Sonno e percezione del tempo: un legame cruciale
Una singola notte di sonno ristoratore ha il potere di rallentare la frenesia delle giornate percepite. Quando i neuroni sono ben riposati, si attivano più velocemente, aumentando la capacità di notare dettagli e di formare ricordi più nitidi. Gli atleti conoscono bene il rovescio della medaglia: scendere in campo dopo una notte insonne rende l’intera partita confusa, con le azioni che si susseguono ma la mente che registra solo rari momenti prima del fischio finale. Lo stesso accade agli studenti che passano la notte in bianco: un esame può sembrare finire pochi istanti dopo essere iniziato.

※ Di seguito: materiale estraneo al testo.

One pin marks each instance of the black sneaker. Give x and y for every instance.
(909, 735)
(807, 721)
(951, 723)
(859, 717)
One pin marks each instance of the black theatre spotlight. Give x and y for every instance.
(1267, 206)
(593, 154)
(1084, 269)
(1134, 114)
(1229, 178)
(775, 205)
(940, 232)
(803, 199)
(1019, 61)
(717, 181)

La stanchezza cronica amplifica ulteriormente questo effetto. Un riposo continuamente interrotto riduce la prontezza mentale di base, diminuendo la nostra capacità di reagire e registrare il giorno per giorno. Con il passare dei mesi, la vita può apparire scivolare via rapidamente, non perché il tempo oggettivo sia accelerato, ma perché il nostro “registratore” mentale ha rallentato. A ciò si aggiunge che la dopamina, un neurotrasmettitore cruciale per la motivazione e la stima del tempo, diminuisce con la privazione del sonno, distorcendo ulteriormente il senso della durata.

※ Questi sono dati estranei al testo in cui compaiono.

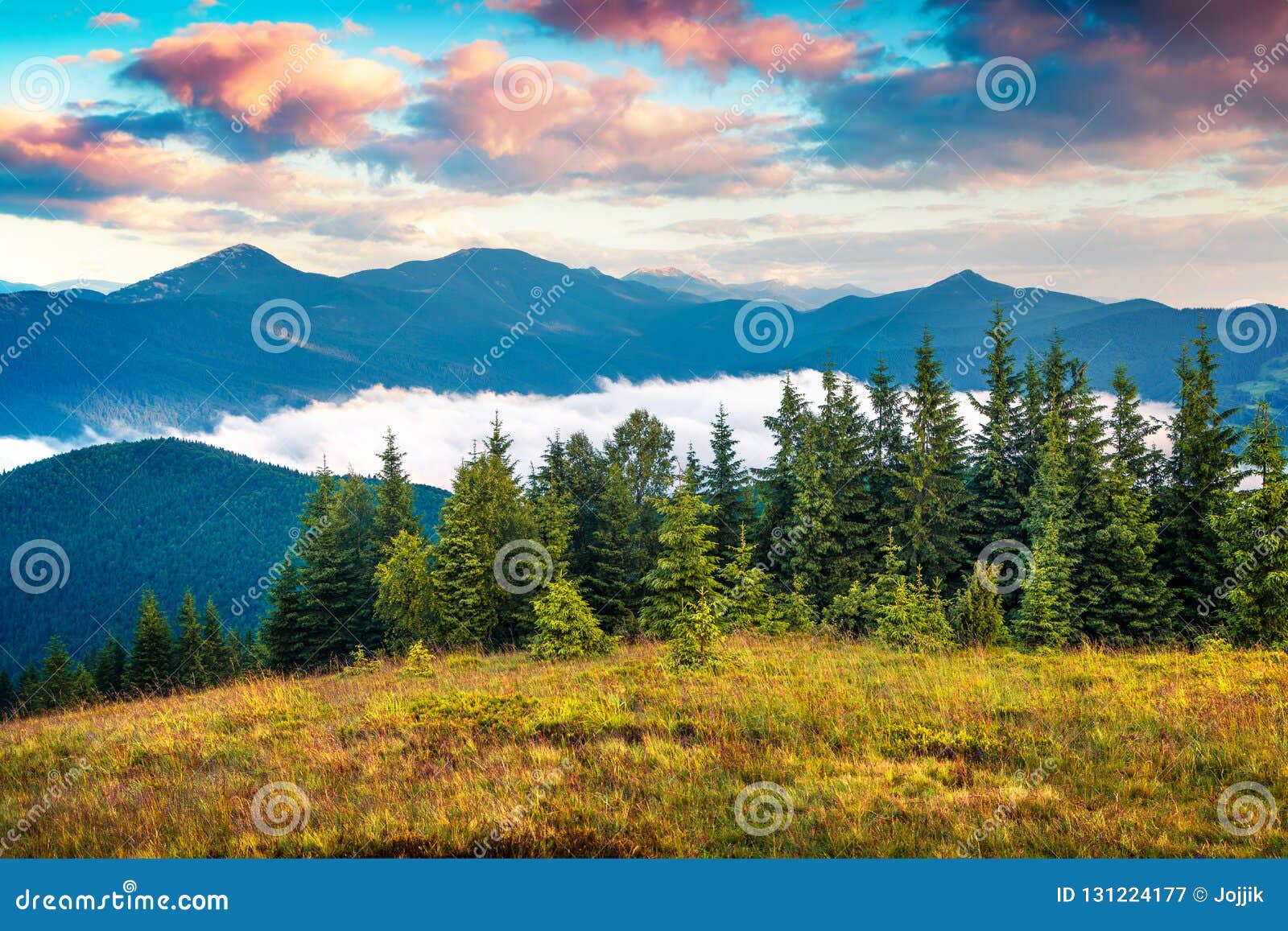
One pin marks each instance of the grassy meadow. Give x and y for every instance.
(881, 753)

I feed infiniti sui social media promettono varietà, ma la maggior parte degli algoritmi ripropone contenuti simili. Scorrendo video dopo video dello stesso trend di danza, il cervello registra un cambiamento minimo. Le ore evaporano, mentre il registro della memoria rimane quasi vuoto. Se a questo si aggiunge il ritardo del sonno indotto dalla luce blu degli schermi, si crea un doppio svantaggio: meno “istantanee” vengono catturate e si dorme meno.
Ridurre lo scrolling passivo o sostituirlo con attività genuinamente innovative – come provare una nuova ricetta o imparare un accordo di chitarra – nutre il cervello con momenti più distinti. Questi momenti dilatano il tempo soggettivo, trasformando una serata altrimenti confusa in qualcosa di più appagante e memorabile.

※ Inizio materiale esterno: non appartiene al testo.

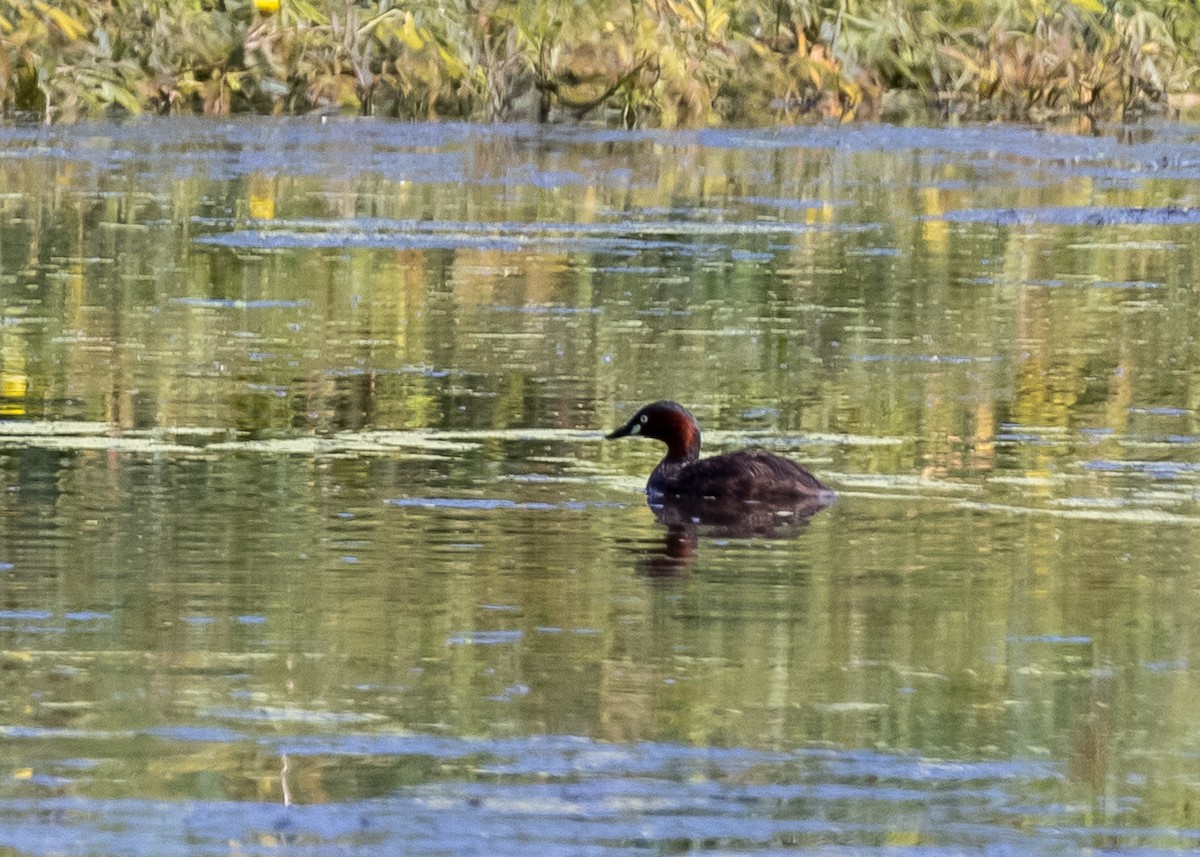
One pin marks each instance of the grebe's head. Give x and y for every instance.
(666, 421)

Oltre a un’elaborazione sensoriale più lenta, gli adulti spesso gestiscono lunghe liste di responsabilità. L’attenzione si concentra sui compiti da svolgere – e-mail, commissioni, budget – e si analizza meno l’ambiente circostante in cerca di nuovi input. Conseguentemente, la novità diminuisce e le giornate soggettive si accorciano.
Un’indagine del 2023 ha confrontato giovani adulti e pensionati, rilevando che il gruppo più anziano percepiva l’anno come “passante velocemente” quasi il doppio delle volte, attribuendo questa sensazione alla prevedibilità delle routine quotidiane piuttosto che a problemi di salute. Tuttavia, non tutti gli anziani sperimentano questa percezione accelerata. I ricercatori che studiano i cosiddetti “super-anziani” notano che coloro che continuano ad apprendere nuove competenze e a impegnarsi socialmente mantengono una percezione del tempo più acuta, oltre a prestazioni mnemoniche più elevate. In sintesi, la varietà è fondamentale per mantenere attiva e efficiente la “fotocamera” del cervello.
Lo studio è stato pubblicato sulla rivista European Review.